Step 6 — Get Your Results

  1. When it’s done, click the Dataset tab.
  2. Click Export.
  3. Choose CSV (or JSON if you prefer).
  4. Open the CSV in Excel or Google Sheets — sort by the EI column to see the strongest emphasis first.

Step 7 — Change the Phrase Anytime

  • In the code editor: const PHRASE = 'your new phrase'; const NEAR = ['variant 1', 'variant 2'];
  • Click Save → Run again.

Step 8 — Good Practices

  • Keep maxDepth low for speed and to avoid crawling entire sites unnecessarily.
  • Add only the relevant NEAR variants to avoid false positives.
  • Use descriptive start URLs — homepage or known “beliefs” page.

Fastest to working demo: Custom GPT + Apify Actions.
Cheapest at scale / most control (but slower to set up): Assistants API + your own Scrapy/infra.

TL;DR pick

  • Quickest (hours, not days): Spin up an Apify Actor (we already wrote the code), then make a Custom GPT with a simple Action that:
    1. starts the crawl, 2) polls status, 3) fetches the dataset, 4) summarizes EI.
      No servers, no DevOps. You’re live today.
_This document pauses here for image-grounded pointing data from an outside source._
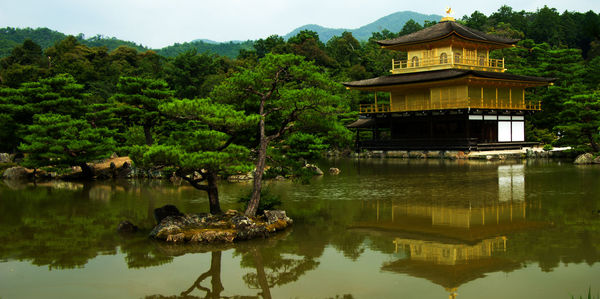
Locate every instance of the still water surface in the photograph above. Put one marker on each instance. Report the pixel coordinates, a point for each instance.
(381, 229)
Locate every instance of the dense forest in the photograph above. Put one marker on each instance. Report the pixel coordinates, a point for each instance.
(279, 102)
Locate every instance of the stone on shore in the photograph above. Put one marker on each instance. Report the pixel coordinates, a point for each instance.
(126, 227)
(316, 170)
(334, 171)
(166, 211)
(17, 173)
(586, 158)
(226, 228)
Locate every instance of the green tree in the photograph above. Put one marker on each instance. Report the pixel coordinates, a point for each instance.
(25, 64)
(202, 148)
(410, 26)
(580, 120)
(307, 43)
(477, 20)
(59, 94)
(189, 72)
(58, 142)
(138, 100)
(281, 90)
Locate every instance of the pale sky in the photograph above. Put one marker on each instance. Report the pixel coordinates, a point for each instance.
(159, 23)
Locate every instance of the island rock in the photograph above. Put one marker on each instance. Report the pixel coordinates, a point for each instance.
(17, 173)
(586, 158)
(224, 228)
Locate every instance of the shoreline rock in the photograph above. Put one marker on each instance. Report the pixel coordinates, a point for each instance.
(586, 158)
(230, 227)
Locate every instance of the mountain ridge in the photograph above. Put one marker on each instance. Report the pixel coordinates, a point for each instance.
(10, 37)
(392, 22)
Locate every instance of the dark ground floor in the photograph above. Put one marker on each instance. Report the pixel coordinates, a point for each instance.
(441, 130)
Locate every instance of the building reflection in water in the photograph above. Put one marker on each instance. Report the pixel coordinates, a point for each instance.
(454, 241)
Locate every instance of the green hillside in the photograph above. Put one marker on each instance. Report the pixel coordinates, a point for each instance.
(230, 49)
(10, 37)
(393, 23)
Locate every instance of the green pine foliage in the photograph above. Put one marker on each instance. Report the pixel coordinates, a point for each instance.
(57, 142)
(126, 93)
(580, 121)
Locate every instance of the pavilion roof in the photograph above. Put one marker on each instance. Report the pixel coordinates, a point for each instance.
(419, 77)
(444, 29)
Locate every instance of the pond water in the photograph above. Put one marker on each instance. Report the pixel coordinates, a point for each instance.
(381, 229)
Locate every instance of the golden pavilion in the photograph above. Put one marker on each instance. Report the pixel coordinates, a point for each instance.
(448, 95)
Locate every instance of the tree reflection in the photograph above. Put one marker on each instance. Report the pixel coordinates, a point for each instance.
(215, 274)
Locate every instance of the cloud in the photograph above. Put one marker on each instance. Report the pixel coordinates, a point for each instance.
(158, 23)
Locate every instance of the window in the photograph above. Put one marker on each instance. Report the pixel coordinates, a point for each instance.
(443, 58)
(414, 62)
(482, 60)
(457, 58)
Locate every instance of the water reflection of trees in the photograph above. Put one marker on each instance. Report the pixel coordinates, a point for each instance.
(64, 226)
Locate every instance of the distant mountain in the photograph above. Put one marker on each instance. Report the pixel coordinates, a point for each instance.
(393, 23)
(10, 37)
(230, 49)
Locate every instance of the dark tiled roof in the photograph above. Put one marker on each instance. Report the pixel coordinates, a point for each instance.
(362, 123)
(443, 29)
(418, 77)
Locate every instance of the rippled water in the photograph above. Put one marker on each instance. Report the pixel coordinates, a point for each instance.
(381, 229)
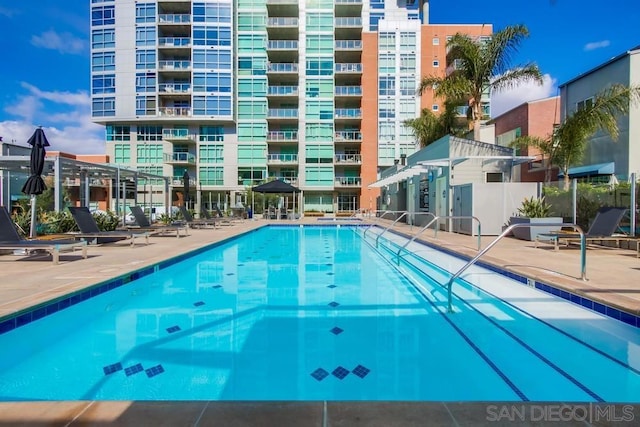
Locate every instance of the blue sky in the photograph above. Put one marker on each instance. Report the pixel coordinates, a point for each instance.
(44, 73)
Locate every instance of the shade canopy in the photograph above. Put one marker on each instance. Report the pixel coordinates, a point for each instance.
(276, 187)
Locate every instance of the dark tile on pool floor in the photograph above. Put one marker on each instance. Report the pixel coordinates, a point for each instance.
(319, 374)
(131, 370)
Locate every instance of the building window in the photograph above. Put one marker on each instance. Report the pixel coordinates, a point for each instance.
(103, 15)
(103, 106)
(145, 60)
(103, 61)
(145, 105)
(118, 133)
(149, 133)
(122, 153)
(103, 38)
(101, 84)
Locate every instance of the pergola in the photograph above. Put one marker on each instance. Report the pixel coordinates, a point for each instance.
(64, 169)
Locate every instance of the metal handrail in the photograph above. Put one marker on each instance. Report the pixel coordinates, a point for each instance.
(583, 253)
(392, 224)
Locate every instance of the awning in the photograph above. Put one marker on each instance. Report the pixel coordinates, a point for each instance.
(591, 170)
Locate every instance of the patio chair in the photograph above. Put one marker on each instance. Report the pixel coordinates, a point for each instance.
(143, 224)
(197, 223)
(11, 240)
(602, 229)
(90, 231)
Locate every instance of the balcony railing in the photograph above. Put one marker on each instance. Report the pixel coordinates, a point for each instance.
(174, 65)
(179, 158)
(282, 113)
(174, 42)
(348, 45)
(348, 158)
(283, 135)
(348, 135)
(348, 113)
(282, 68)
(171, 18)
(348, 68)
(283, 90)
(348, 90)
(174, 87)
(175, 111)
(348, 181)
(282, 158)
(283, 44)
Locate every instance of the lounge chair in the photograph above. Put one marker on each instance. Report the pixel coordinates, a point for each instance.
(602, 229)
(90, 231)
(143, 224)
(197, 223)
(11, 240)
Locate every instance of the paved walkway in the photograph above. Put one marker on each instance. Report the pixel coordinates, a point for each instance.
(613, 277)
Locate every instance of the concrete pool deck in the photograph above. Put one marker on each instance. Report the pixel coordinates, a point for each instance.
(613, 278)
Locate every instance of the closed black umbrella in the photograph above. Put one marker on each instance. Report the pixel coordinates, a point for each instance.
(35, 184)
(186, 180)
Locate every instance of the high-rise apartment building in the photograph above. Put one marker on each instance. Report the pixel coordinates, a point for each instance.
(314, 92)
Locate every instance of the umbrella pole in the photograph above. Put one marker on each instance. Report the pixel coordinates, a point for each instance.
(32, 231)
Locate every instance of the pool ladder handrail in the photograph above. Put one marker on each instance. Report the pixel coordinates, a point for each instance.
(435, 234)
(576, 227)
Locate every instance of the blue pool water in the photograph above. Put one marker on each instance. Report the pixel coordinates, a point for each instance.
(317, 313)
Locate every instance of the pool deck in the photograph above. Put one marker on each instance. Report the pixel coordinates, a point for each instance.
(613, 278)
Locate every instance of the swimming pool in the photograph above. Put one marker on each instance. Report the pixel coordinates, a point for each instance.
(315, 313)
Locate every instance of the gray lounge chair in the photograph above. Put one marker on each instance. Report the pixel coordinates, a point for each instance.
(197, 223)
(602, 229)
(90, 231)
(11, 240)
(143, 224)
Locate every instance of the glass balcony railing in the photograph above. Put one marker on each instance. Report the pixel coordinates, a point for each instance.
(283, 90)
(174, 65)
(174, 42)
(348, 90)
(348, 135)
(282, 68)
(283, 135)
(282, 113)
(348, 45)
(171, 18)
(348, 68)
(348, 181)
(348, 113)
(174, 87)
(282, 158)
(179, 158)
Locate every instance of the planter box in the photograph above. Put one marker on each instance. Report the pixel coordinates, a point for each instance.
(530, 233)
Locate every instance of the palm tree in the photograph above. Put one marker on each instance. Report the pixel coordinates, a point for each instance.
(566, 145)
(430, 127)
(481, 67)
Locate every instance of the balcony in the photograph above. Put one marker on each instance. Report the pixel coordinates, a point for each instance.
(178, 135)
(348, 136)
(348, 181)
(175, 111)
(171, 65)
(282, 136)
(174, 18)
(282, 159)
(354, 159)
(179, 158)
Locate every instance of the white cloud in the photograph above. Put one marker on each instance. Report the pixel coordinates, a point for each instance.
(507, 99)
(596, 45)
(64, 116)
(62, 42)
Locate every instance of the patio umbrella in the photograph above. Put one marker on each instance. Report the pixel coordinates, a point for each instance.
(35, 184)
(186, 181)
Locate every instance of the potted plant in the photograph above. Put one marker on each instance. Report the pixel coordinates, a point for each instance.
(534, 211)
Why this is “most efficient” right now

  • Zero infra & maintenance: Apify handles crawling, queues, retries, exports.
  • Low cognitive load: Your GPT just calls 3 endpoints. No long prompts, no background jobs.
  • Scales cleanly: Add seeds, schedule runs in Apify. The GPT stays thin.
  • Cost visibility: Apify usage + tiny OpenAI tokens for the summary (not for the crawl).
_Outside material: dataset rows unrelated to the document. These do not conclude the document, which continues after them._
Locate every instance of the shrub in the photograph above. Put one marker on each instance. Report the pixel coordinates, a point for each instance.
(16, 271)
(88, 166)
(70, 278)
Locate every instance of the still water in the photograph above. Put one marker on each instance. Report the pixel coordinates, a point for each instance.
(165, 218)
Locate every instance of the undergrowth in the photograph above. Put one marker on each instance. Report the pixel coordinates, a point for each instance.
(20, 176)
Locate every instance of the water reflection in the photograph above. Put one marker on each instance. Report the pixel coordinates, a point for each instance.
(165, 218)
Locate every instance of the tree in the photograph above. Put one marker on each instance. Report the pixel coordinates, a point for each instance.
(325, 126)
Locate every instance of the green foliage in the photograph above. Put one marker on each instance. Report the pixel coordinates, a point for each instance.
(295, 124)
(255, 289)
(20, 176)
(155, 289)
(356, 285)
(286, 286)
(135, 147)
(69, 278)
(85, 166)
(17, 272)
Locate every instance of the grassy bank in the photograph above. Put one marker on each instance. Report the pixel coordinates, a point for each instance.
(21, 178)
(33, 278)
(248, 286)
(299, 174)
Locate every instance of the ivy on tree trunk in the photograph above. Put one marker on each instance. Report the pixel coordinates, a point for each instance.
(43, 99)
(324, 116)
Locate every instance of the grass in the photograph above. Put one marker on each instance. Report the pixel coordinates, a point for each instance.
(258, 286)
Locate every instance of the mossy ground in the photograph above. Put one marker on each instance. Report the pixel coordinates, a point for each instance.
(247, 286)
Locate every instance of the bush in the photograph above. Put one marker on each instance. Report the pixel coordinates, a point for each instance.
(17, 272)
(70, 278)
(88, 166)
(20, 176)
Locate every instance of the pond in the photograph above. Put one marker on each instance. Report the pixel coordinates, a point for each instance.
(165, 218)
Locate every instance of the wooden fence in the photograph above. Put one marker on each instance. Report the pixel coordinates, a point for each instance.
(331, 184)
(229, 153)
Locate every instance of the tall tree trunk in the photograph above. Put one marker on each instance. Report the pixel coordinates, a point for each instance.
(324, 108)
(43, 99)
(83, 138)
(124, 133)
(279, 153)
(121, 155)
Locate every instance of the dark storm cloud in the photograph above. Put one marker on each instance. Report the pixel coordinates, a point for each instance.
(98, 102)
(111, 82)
When to choose the other route

  • If you need on-prem data custody / custom scoring / pennies-per-million pages:
    Go Assistants API + Scrapy on your box or cloud. More efficient per page long-term, but expect 1–3 days to productionize (CI, storage, monitoring).

One-sentence plan

Start with Apify + Custom GPT Action for instant capability; once the workflow and scoring are stable, clone the pipeline as Scrapy + Assistants if/when you want full control and lower marginal costs.